Growing up in San Diego, I had a next-door neighbor from Japan. Her daughter was older than me, so I didn't play over there as much as my big sister did, but when I occasionally got to enter their home, I found the smells of whatever was cooking to be intoxicating. The salty, rich scents permeated the whole house and always made me hungry, even though I was too young to even know what was being created in that kitchen.
In City Heights, 777 Noodle House serves dishes from Vietnam and Thailand, and though those countries are quite a ways south from Japan, following your nose through the front doors of the noodle house evokes many of the shared flavors of the region: fish sauce, garlic, onions and the starchy glue of noodles and rice.
It doesn't jump out at you from its place on University Avenue, but 777's immaculate interior (I think I smelled bleach on my water glass) is spacious enough to feed an entire community.
Call me a Philistine, but what's wrong with a menu with pictures? This noodle house's expansive menu handily includes poorly lit photos of its delicious dishes. There are plenty of tasty appetizers to choose from, though don't expect your food to come in any sort of traditional restaurant sequence. Every time I've eaten there, my main course arrived long before my appetizers. No worries; the final destination of all that food is the same.
You could easily make a light lunch out of the Leek Cakes—three oniony disks, battered and lightly fried until hot-as-the-sun, with a doughy filling bursting with leeks and tons of green scallions. The oily, garlicky dipping sauce gently soaks into the fried meal, permeating the steaming patty with another layer of flavor.
The fried shrimp rolls are simple, modest and addictive. Ten soldier-straight pink shrimp are swaddled in a wonton skin, fried to a scalding crisp and served with a side of vibrant, spicy chili sauce that's perfect for cooling off your shrimp pops.
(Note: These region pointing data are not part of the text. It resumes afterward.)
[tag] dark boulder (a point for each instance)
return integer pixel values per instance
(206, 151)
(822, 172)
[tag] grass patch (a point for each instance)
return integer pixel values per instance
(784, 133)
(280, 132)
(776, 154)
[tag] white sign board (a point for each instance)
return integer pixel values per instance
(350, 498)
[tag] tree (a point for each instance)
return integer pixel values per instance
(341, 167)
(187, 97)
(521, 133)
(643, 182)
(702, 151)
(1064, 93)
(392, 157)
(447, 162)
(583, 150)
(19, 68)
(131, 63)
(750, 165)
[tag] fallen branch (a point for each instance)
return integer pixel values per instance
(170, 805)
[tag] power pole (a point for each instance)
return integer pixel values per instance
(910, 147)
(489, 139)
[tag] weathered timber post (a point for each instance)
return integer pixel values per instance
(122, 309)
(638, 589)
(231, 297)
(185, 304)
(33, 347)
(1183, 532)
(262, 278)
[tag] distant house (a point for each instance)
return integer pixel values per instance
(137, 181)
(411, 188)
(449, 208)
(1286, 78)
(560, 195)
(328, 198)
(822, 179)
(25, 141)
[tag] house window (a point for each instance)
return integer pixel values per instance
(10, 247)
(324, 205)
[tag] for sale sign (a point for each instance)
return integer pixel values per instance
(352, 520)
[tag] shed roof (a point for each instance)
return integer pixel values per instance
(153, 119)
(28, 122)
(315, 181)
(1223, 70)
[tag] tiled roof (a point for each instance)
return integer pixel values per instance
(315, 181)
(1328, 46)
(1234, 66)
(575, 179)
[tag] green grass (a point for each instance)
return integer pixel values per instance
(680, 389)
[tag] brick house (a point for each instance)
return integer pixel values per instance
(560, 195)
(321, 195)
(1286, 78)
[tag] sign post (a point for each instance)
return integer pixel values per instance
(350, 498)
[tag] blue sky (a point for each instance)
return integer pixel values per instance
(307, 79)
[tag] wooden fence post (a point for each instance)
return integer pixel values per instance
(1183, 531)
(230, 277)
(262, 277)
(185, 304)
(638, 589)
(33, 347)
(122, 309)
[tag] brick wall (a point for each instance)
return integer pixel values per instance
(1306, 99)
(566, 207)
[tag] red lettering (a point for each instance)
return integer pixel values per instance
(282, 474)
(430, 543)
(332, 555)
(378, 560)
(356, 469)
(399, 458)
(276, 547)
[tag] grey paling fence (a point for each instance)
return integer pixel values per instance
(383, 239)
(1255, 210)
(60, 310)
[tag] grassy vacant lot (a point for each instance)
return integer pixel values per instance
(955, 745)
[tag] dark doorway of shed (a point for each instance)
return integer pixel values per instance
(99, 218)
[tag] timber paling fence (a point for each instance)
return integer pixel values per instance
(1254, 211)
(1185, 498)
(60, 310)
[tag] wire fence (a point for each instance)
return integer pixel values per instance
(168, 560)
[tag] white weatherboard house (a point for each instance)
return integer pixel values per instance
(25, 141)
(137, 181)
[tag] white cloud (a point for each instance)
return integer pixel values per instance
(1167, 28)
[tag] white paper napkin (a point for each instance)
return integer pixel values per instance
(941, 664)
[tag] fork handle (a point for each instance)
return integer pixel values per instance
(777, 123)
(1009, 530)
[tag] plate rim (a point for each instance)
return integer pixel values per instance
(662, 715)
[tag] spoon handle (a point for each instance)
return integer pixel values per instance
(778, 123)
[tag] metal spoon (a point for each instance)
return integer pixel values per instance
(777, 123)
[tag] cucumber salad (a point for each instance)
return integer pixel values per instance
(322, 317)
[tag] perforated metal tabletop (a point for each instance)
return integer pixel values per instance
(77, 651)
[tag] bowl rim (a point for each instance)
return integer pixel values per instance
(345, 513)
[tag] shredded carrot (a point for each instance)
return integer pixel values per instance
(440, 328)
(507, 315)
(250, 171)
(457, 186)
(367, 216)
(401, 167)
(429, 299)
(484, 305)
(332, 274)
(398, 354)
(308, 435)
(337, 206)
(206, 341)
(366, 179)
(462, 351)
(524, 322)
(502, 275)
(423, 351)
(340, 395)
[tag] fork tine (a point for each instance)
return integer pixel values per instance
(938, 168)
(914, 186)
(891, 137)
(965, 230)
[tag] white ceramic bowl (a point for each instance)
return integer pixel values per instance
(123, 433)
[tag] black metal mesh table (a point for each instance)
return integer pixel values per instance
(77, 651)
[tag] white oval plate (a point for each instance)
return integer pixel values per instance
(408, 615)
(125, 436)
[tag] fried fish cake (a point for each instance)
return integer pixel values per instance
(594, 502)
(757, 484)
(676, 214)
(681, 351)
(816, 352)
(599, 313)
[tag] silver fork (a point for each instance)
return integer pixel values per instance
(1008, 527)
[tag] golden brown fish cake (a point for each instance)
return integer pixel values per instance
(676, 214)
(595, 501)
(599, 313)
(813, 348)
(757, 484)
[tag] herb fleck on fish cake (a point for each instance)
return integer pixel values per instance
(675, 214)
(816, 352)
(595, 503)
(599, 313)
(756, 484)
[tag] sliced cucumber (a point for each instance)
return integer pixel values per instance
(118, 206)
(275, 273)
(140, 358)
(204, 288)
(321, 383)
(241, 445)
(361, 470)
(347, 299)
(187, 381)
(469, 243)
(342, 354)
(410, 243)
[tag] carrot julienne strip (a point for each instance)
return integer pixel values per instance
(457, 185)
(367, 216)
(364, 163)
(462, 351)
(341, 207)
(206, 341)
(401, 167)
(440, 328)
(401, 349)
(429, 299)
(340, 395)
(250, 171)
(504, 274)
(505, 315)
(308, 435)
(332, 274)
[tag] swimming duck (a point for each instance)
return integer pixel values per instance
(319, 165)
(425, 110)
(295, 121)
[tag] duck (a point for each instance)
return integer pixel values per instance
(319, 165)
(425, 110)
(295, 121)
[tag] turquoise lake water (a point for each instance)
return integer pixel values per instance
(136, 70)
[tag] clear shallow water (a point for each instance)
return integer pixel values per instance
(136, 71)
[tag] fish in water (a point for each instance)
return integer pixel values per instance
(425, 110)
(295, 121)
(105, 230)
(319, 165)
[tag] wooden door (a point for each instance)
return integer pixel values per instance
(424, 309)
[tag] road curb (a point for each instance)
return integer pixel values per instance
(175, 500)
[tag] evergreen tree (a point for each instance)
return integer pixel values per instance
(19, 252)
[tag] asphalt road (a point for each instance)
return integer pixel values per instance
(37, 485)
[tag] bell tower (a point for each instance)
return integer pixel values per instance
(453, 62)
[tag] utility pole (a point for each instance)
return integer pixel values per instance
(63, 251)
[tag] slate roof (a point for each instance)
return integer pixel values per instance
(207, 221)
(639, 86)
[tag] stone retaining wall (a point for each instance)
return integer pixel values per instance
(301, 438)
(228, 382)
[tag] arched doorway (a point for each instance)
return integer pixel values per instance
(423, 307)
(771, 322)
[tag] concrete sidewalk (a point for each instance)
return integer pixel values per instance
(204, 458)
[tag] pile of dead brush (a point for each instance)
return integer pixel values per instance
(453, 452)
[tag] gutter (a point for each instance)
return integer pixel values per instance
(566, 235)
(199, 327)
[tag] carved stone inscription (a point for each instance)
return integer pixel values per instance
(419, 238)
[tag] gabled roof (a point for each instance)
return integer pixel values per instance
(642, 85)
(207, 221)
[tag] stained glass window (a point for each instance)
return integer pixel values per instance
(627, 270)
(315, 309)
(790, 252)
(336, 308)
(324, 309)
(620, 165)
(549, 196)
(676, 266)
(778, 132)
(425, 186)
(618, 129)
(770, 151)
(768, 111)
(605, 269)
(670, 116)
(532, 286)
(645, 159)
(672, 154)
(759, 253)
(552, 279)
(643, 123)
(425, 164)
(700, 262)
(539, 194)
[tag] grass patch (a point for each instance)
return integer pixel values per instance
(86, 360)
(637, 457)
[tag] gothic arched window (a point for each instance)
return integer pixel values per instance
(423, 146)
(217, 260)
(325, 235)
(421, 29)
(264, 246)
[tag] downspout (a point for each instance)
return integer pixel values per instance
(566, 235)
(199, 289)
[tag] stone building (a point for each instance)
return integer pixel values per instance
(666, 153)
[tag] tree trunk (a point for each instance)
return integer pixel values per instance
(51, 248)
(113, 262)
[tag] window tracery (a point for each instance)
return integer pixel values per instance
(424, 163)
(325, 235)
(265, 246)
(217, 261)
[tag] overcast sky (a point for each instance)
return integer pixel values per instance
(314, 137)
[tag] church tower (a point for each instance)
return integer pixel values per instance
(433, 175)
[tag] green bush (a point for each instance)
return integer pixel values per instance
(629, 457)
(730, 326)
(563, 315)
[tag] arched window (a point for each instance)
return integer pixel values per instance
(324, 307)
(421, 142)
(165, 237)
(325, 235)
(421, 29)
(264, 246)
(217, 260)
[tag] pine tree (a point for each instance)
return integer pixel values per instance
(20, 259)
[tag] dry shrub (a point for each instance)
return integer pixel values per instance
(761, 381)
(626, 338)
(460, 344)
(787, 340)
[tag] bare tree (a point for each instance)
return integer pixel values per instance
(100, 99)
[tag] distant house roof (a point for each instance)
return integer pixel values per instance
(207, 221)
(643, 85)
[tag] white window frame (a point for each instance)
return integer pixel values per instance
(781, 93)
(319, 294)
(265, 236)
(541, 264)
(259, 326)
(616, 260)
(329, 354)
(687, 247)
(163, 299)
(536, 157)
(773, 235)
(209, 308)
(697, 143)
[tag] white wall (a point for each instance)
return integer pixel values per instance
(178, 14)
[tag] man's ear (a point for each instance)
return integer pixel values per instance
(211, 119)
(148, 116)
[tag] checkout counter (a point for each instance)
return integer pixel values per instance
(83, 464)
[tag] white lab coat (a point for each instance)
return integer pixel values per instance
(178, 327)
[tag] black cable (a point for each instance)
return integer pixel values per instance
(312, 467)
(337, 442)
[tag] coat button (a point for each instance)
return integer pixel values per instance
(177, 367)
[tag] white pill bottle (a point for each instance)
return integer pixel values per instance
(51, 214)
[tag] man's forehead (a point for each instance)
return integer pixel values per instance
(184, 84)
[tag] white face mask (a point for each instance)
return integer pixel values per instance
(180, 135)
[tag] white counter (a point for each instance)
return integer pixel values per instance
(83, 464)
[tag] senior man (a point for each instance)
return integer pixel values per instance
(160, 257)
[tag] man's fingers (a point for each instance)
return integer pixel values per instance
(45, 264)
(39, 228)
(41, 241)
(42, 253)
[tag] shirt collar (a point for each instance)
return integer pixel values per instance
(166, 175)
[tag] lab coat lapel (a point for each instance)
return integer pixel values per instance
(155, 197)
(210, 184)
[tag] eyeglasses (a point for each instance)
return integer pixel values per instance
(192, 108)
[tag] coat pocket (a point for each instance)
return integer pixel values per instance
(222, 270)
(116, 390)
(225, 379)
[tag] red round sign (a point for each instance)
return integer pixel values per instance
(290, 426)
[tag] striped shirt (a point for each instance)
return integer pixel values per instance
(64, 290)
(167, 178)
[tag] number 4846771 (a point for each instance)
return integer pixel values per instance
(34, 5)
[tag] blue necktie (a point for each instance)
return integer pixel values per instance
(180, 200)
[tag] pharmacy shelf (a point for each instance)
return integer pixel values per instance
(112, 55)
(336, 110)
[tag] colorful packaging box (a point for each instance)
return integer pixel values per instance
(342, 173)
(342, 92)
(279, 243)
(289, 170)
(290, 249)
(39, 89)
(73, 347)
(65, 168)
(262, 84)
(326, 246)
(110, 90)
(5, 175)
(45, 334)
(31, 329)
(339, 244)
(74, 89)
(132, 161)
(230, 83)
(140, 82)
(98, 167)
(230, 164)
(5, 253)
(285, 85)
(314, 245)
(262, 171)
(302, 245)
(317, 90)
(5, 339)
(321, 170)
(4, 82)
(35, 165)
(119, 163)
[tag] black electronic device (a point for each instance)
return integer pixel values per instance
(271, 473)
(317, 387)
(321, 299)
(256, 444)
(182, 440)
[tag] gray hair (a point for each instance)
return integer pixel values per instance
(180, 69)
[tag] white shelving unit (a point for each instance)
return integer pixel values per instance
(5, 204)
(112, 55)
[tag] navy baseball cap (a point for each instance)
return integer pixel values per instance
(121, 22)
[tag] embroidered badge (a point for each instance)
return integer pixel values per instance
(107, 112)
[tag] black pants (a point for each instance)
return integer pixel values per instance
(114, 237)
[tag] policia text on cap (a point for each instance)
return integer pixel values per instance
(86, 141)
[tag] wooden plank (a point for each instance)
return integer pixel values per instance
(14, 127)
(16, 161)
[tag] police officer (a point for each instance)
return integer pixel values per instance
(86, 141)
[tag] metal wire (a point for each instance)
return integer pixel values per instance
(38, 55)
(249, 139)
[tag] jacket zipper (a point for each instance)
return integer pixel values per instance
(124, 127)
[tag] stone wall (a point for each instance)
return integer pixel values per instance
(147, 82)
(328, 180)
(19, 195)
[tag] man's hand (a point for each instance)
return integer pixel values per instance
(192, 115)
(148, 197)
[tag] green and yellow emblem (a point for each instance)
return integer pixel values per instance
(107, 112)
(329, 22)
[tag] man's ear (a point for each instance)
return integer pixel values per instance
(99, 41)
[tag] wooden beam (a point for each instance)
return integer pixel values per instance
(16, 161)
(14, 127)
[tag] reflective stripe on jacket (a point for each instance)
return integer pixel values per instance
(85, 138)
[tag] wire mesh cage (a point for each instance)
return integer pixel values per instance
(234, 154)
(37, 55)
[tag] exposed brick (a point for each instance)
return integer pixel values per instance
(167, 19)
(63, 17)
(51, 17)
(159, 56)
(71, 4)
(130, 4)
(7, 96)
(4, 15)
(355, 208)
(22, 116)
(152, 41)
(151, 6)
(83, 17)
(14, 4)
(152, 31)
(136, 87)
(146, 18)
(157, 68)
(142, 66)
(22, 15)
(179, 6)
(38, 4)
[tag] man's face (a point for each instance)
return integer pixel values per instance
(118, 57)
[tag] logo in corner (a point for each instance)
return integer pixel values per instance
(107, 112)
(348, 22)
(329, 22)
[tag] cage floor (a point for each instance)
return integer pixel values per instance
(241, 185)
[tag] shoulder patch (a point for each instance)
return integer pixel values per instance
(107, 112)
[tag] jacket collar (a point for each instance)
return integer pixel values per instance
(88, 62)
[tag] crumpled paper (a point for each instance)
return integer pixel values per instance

Though it's now officially summer, May and June were gloomy enough for a warm bowl of soup filled with noodles, meat and veggies. The Wonton Egg Noodles at 777 hit the spot. The salty, slightly fishy broth comes laden with ground pork balls wrapped in soft wonton skins; long, tender noodles perfect for slurping (and dripping down the front of your shirt); and thin slices of pork that come in that odd shade of red that doesn't look quite natural but usually means they're going to taste excellent. This is a bowl of medicine—a tonic for a stuffy nose, or even just a gloomy outlook.
For a more rib-sticking option, I enjoyed the French Beef. Eat this dish while it's still very hot—that way, you can ignore the fact that you're not getting the highest quality cut of meat. The beef is quite chewy, but it's coated in a rich sauce hinting of tomato and beef stock that reminds me of the au jus of a French Dip sandwich. But thicker. And all over your plate. Soaking into your rice. Awesome.
I asked about the origin of the restaurant's name, and from what I could glean, the owner had a good run in Vegas and liked the lucky connotation of triple 7s. With that kind of history, you might want to hit up the lottery-ticket vending machine near the entrance.
The toughest portion of any lunchtime outing at 777 might just be Fox News blaring from the wall-mounted flat screen. Normally I can tune out a little background asshattery, including the random elderly focused ads about investing in gold, but once Glenn Beck came on, I almost lost my appetite.